Miyake is one of Yamato regime's ruling systems. Miyake also means directly controlled lands located across Japan, and is believed to be a predecessor of Japan's local bureaucratic system.
The word 'Miyake' was used in the "Nihonshoki" (Chronicles of Japan).
To describe 'Miyake' in Japanese kanji, '屯家,' '御宅,' '三宅,' and '三家' were used in the Japan's ancient historical books such as the "Kojiki" and the "Fudoki" to describe 'Miyake.'
Miyake's 'Mi' means honorific, and 'yake' represents 'houses;' in this case the word is used to mean Yamato government's storages located in its regional domains. Miyake' includes lands directly managed by the Yamato government.

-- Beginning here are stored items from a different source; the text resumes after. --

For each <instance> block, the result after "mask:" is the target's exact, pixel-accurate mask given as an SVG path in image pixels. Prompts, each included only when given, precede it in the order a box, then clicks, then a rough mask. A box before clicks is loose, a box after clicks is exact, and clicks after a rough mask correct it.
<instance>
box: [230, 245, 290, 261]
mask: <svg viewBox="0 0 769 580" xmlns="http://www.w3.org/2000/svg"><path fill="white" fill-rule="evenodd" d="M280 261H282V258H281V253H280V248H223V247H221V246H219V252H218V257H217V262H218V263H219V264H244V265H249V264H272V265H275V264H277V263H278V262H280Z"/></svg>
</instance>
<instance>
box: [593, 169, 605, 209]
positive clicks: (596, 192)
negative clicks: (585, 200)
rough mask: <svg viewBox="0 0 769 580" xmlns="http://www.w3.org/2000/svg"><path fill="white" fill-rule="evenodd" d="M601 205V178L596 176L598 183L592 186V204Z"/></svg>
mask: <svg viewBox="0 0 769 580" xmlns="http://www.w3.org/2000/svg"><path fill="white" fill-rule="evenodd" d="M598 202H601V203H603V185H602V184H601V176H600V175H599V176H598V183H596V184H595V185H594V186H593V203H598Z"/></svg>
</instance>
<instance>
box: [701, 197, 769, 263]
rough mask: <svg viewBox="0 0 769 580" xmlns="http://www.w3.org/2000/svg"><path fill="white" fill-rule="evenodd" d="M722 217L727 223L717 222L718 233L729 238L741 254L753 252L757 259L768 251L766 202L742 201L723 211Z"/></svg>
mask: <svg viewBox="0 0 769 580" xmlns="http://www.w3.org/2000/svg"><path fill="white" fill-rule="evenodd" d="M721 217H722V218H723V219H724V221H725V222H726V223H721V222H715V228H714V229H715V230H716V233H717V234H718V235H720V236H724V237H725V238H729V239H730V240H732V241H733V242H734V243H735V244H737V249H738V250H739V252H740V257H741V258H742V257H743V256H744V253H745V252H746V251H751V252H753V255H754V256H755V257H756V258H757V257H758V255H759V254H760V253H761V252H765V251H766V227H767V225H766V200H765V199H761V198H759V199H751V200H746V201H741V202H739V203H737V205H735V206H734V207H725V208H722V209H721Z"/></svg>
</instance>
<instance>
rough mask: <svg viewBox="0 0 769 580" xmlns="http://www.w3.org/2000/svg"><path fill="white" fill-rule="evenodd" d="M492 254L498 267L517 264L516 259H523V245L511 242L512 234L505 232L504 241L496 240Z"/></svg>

Whether the Yamato government directly managed or not, it imposed taxes on all Miyakes. From one era to another, the characteristics of Miyake seem to have changed, but the details are not known.
Miyake was abolished at the time of the Taika Reforms.
There were a variety of management methods and labor forces.
The management method of Miyake progressed along with the development of tumulus, and its history is generally divided into earlier and later periods around the 5th Century A.D.
Before Kenzo and Ninken dynasty, earlier Miyakes are believed to have emerged only in and around Kinai region, provinces adjacent to Kyoto and Nara. For example, the "Kiki" ("Nihonshoki" and "Kojiki") refers to Miyakes in 'Yamato,' 'Mamuta,' 'Yosami,' and 'Awaji,' while the "Harimakoku Fudoki" mentions those in 'Shikama Sakoku,' and Shijimi Miyake is found in both books.
These miyakes were developed and run by the great king of the Yamato Sovereignty. For example, the "Kiki" says the great kings of Suinin and Keiko dynasties were personally involved in the process of establishing Yamato miyake in the area believed to be the surrounding area of today's Miyake-cho, Shiki-gun, Nara Prefecture. They built storages called 'miyake' on a slightly elevated area, and developed and cultivated arable lands called 'Yamato-no-miyake' in low-humidity areas. These miyakes were believed to be built around the 5th Century A.D. They also built Yosami no Miyake in the area stretching from Abiko-cho, Sumiyoshi Ward, Osaka City to Matsubara City where they constructed Yosami no ike-Pond and irrigation facilities.
Miyakes were owned and directly managed by the royal family. Awaji no Miyake built in the Chuai Dynasty had a hunting ground instead of a farm land. Imperial subjects such as fishermen and hunters paid their customs by offering their catches to the imperial household. Shijimi no Miyake of Harima, believed to have lied along the upper Kako River (today's Miki City), was managed by Oshimumibe no Miyatsukohosome.